The sky was grey, but everyone in town was out and about on the closed side of the two-partition Avenida Atlantica along the beach -- even the dogs were dress up festively. In less than five minutes, we did run into a samba street parade en route to Ipanema -- in fact, there was one about every four blocks or so. Although each had its own unique group and song melodies, one common thread betwen all the samba parades was foam.
By foam I don't mean the saliva coming out of a rabid dog's mouth, I'm talking about party foam that sprays out of a can like shaving cream. I wasn't sure exactly what the party foam was made out of -- I'd rather not know -- but I do know that it was a blast having a can of it. People sprayed foam into the air to have it rain down on others, whether they liked it or not. Some put loads on their heads to make puffy white hairdos. Street kids that would normally beg for food or money begged for a handful of foam instead -- I was happy to furnish some.
Just like the kids playing with foam amongst themselves, Terence, Paul, Mark and I walked down to Ipanema, foam fighting, spraying foam on each other in different ways (other picture above). Walking through the quiet commercial block in between Copacabana and Ipanema, all we got was stares and weird looks from passers-by.
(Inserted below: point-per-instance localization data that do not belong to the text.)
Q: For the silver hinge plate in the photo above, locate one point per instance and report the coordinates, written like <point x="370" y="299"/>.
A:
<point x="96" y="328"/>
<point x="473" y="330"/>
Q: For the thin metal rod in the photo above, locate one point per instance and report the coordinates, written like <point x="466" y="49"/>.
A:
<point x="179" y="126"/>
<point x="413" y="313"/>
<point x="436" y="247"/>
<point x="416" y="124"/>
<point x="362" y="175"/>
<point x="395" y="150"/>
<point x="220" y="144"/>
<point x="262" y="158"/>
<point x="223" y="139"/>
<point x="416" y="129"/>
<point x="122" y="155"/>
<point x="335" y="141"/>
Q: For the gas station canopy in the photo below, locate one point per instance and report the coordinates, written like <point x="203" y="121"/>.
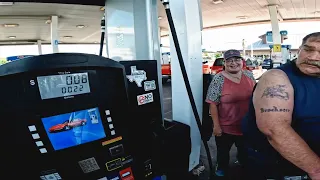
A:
<point x="25" y="22"/>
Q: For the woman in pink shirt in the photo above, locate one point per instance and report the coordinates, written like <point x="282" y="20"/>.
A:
<point x="229" y="95"/>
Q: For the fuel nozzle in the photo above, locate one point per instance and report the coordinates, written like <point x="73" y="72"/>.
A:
<point x="165" y="3"/>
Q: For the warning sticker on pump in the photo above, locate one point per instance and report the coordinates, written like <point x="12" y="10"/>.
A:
<point x="89" y="165"/>
<point x="50" y="175"/>
<point x="145" y="99"/>
<point x="112" y="141"/>
<point x="149" y="85"/>
<point x="126" y="174"/>
<point x="137" y="75"/>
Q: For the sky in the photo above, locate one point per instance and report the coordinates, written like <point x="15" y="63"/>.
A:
<point x="215" y="39"/>
<point x="231" y="38"/>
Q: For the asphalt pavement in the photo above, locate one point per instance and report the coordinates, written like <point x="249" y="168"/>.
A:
<point x="236" y="171"/>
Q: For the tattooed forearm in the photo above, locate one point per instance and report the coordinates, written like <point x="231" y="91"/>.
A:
<point x="277" y="91"/>
<point x="274" y="109"/>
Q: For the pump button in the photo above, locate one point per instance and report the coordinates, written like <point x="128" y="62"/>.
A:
<point x="116" y="150"/>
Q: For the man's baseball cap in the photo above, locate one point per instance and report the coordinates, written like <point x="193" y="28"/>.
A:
<point x="231" y="53"/>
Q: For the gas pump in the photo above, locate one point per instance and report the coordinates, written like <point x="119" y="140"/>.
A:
<point x="66" y="117"/>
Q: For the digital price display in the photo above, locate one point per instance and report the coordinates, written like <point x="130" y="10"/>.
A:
<point x="55" y="86"/>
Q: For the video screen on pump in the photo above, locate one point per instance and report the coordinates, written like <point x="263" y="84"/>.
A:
<point x="75" y="128"/>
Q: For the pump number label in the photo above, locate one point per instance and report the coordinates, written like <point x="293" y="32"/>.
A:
<point x="145" y="99"/>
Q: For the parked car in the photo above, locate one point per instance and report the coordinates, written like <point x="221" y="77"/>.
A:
<point x="166" y="70"/>
<point x="219" y="63"/>
<point x="267" y="64"/>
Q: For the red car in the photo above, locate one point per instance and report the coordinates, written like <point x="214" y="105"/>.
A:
<point x="67" y="125"/>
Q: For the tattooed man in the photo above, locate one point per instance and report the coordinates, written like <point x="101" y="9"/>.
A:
<point x="282" y="128"/>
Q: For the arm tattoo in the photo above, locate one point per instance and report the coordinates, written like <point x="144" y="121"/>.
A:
<point x="277" y="91"/>
<point x="274" y="109"/>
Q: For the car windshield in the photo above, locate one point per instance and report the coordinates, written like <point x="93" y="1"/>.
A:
<point x="267" y="62"/>
<point x="218" y="62"/>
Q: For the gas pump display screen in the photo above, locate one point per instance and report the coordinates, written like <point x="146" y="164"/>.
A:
<point x="75" y="128"/>
<point x="63" y="85"/>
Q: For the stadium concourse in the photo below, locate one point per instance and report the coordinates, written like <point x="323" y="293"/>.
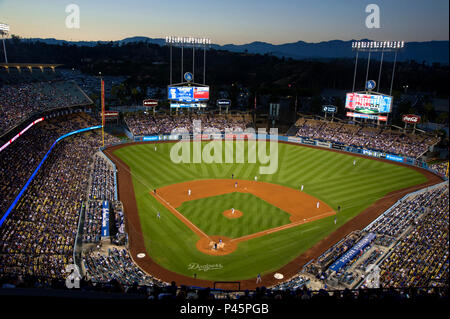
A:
<point x="58" y="219"/>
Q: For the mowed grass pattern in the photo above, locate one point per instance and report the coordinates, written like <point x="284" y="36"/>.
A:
<point x="258" y="215"/>
<point x="329" y="176"/>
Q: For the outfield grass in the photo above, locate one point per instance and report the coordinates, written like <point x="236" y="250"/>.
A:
<point x="329" y="176"/>
<point x="206" y="213"/>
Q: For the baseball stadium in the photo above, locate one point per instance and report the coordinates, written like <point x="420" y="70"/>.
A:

Food and drink vendors profitted more than the souvenir vendors, selling hot dogs, churros, grilled cheese skewers and of course, alcohol, to the thousands of people in the streets. Everywhere we turned, we heard at least one vendor selling Brazil's Skol beer by yelling "Skol, Skol, Skol!" The more we drank it, the more we loudly immediated the vendors like fools.
Beer wasn't the only drink being consumed; we also had big bottles of sangria and cocktails with Red Bull and Johnnie Walker Red. Unknowingly for some, the combination didn't bode well in the stomach; for others (namely me and Paul), it just made them pee on the beach.
The 2004 Camisinha parade came around, a predominantly gay parade that promoted safe sex. Drag queens and gay men dressed in sailor hats marched through a packed crowd of parade-goers. We followed the parade spraying foam in the air, until some thief who was eyeing us made a grab for Paul's necklace. Fortunately, it was just broken, not stolen.
We head back the other way and saw that car traffic started coming through one of the open lanes -- each vehicle had no escape from the revelers and their cans of spray foam. As each one came by, we'd spray the windshield all up -- despite the fact that there was no rain, wipers were a must.
"We need to get in there," Paul suggested. The four of us entered the crowd of happy dancing people and shook our booties as the Cariocas did.
"Cancel my order."
At the table next to us was an old man who came in with two obvious-looking hookers. By the time his meal was over, there were five working girls there, hoping to get a little piece of the action -- and by action I mean the kind that folds and buys you candy. The sextet entertained me, Terence and Paul as we ate our food. Mark just had his head down on the table until he got up to go to the bathroom again. I went to tend to him -- the way he or Terence had done for me many times in New York -- and found out he was fine; he just needed some rest.
With the garbage bin a little sloppier than when Mark entered the bathroom, the two of us left for the apartment in Copacabana. Although walkable, we took a taxi. Mark passed out on the sofa.
Lara was still out, so I left her a note to excuse my brother's state -- also so she wouldn't mistake him for me -- and went out to meet Terence and Paul. They had already walked bck toward my apartment with a doggie bag of food, so we went up to put it in the fridge. I was all set to go out again, but then Terence passed out, leaving Paul and myself to just lounge around the living room to watch television and sing the theme song of The O.C.
Soon Lara came home from hanging out with her Guernsey crew and joined Paul and I in marveling at the state of Mark and Terence. Eventually I got the two guys up and we hopped in a cab to their apartment in the quieter residential neighborhood of Santa Teresa, away from the samba, the booze, and above all, the spray party foam.